In [1]:

# Objective here was check the variation of the run-time / execution time for an ML training / testing process, 
# as the number of cores was modified / increased


In [6]:
print(__doc__)

import matplotlib.pyplot as plt
import numpy as np
from sklearn import datasets, linear_model
from sklearn.metrics import mean_squared_error, r2_score

import time


Automatically created module for IPython interactive environment


In [20]:

const_default_num_jobs = 1
const_num_executions_to_evaluate = 1000


In [26]:
# The implementation of the function below uses code from here :
# # From - http://scikit-learn.org/stable/auto_examples/linear_model/plot_ols.html#sphx-glr-auto-examples-linear-model-plot-ols-py
# Code source: Jaques Grobler
# License: BSD 3 clause

# Define a convenience function to perform a Linear Fit on the Diabetes Database, using parameterized number of cores

def perform_linear_fit(param_n_jobs = const_default_num_jobs):

    # Load the diabetes dataset
    diabetes = datasets.load_diabetes()

    # Use only one feature
    diabetes_X = diabetes.data[:, np.newaxis, 2]

    # Split the data into training/testing sets
    diabetes_X_train = diabetes_X[:-20]
    diabetes_X_test = diabetes_X[-20:]

    # Split the targets into training/testing sets
    diabetes_y_train = diabetes.target[:-20]
    diabetes_y_test = diabetes.target[-20:]

    # Create linear regression object
    regr = linear_model.LinearRegression(n_jobs = param_n_jobs)

    # Train the model using the training sets
    start_time = time.time()
    regr.fit(diabetes_X_train, diabetes_y_train)
    end_time = time.time()
    time_delta = end_time - start_time

    # Make predictions using the testing set
    diabetes_y_pred = regr.predict(diabetes_X_test)

    return time_delta


In [29]:

def evaluate_linear_fit(param_n_jobs = const_default_num_jobs, param_n_evaluations = const_num_executions_to_evaluate):
    time_delta_list = list()
    for evaluation in range(param_n_evaluations):
        time_delta = perform_linear_fit(param_n_jobs)
        time_delta_list.append(time_delta)
    average_time_delta = np.mean(time_delta_list)
    print("Average Fitting time with : " + str(param_n_jobs) + " cores and with " + str(param_n_evaluations) + " iterations is: " + str(time_delta) + " seconds." )
    return average_time_delta


In [31]:

# Run with one core

evaluate_linear_fit(1, const_num_executions_to_evaluate)


Average Fitting time with : 1 cores and with 1000 iterations is: 0.0006468296051025391 seconds.


0.00040389299392700194

In [32]:

# Run with one core

evaluate_linear_fit(2, const_num_executions_to_evaluate)

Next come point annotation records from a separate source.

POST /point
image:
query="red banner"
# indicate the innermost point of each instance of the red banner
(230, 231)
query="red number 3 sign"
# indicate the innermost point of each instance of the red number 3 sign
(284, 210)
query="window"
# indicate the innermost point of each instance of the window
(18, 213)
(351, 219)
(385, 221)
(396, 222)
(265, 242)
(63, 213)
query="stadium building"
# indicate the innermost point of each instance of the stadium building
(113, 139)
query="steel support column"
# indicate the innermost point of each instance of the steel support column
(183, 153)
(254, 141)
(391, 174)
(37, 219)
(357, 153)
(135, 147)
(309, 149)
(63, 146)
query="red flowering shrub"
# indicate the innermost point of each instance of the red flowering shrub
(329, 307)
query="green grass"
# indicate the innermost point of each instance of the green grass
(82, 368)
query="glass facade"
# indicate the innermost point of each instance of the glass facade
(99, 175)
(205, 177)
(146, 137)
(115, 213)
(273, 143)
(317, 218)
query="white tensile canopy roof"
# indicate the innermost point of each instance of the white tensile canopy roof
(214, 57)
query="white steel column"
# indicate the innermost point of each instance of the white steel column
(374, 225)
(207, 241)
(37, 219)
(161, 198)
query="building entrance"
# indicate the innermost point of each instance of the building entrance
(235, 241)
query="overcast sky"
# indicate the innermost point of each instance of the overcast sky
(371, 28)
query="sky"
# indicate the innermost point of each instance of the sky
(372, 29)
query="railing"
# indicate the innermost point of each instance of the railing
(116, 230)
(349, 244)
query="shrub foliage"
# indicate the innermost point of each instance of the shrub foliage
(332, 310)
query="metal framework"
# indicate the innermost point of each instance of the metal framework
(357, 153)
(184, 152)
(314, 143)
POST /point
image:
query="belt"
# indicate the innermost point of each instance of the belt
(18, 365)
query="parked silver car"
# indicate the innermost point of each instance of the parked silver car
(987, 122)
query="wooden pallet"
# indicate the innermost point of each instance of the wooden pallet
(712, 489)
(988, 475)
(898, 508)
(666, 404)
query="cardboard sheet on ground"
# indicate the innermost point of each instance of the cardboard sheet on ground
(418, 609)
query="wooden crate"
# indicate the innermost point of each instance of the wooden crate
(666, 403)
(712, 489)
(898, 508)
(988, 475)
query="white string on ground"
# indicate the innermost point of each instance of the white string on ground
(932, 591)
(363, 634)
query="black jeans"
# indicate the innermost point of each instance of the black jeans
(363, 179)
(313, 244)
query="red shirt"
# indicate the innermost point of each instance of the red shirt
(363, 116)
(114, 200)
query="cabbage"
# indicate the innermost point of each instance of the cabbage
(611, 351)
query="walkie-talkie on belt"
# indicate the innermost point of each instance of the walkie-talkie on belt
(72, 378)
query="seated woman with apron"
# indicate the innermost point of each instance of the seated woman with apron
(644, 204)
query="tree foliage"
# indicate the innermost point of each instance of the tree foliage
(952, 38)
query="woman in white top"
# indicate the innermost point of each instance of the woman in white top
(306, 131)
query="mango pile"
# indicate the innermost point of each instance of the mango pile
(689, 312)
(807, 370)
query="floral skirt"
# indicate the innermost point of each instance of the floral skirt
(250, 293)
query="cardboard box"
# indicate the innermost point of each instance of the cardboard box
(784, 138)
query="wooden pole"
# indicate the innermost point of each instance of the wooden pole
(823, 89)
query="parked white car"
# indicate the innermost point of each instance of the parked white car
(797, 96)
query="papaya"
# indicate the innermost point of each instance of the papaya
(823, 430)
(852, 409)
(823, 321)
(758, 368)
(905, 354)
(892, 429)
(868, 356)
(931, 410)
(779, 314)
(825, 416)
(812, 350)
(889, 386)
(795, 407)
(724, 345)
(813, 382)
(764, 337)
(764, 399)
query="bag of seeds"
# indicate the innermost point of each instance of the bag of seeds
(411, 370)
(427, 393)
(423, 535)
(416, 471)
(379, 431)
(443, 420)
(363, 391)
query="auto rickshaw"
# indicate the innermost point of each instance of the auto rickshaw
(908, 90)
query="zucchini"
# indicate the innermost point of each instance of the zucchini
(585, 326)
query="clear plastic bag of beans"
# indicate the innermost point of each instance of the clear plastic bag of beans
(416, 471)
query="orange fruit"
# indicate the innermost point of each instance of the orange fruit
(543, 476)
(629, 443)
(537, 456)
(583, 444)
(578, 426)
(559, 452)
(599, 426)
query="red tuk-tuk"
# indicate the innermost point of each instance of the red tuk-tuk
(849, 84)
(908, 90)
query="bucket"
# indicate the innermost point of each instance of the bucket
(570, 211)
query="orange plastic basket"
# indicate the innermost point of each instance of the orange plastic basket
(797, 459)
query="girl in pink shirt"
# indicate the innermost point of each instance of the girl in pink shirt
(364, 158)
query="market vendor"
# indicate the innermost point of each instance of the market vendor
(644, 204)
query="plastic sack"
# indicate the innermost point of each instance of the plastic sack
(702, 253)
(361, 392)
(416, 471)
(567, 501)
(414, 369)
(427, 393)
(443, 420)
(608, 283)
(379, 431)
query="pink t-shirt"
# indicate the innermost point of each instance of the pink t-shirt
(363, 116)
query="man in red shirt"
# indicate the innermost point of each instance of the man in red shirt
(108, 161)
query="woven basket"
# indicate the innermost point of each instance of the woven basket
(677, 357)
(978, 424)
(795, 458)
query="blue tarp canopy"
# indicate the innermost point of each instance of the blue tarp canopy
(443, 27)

Average Fitting time with : 2 cores and with 1000 iterations is: 0.0004019737243652344 seconds.


0.00042050838470458985

In [33]:
# Run with one core

evaluate_linear_fit(3, const_num_executions_to_evaluate)


Average Fitting time with : 3 cores and with 1000 iterations is: 0.000347137451171875 seconds.


0.00040815544128417971

In [34]:

# Run with one core

evaluate_linear_fit(4, const_num_executions_to_evaluate)


Average Fitting time with : 4 cores and with 1000 iterations is: 0.0003681182861328125 seconds.


0.00039053034782409666

In [35]:

# Run with one core

evaluate_linear_fit(-1, const_num_executions_to_evaluate)


Average Fitting time with : -1 cores and with 1000 iterations is: 0.00034689903259277344 seconds.


0.00035011863708496091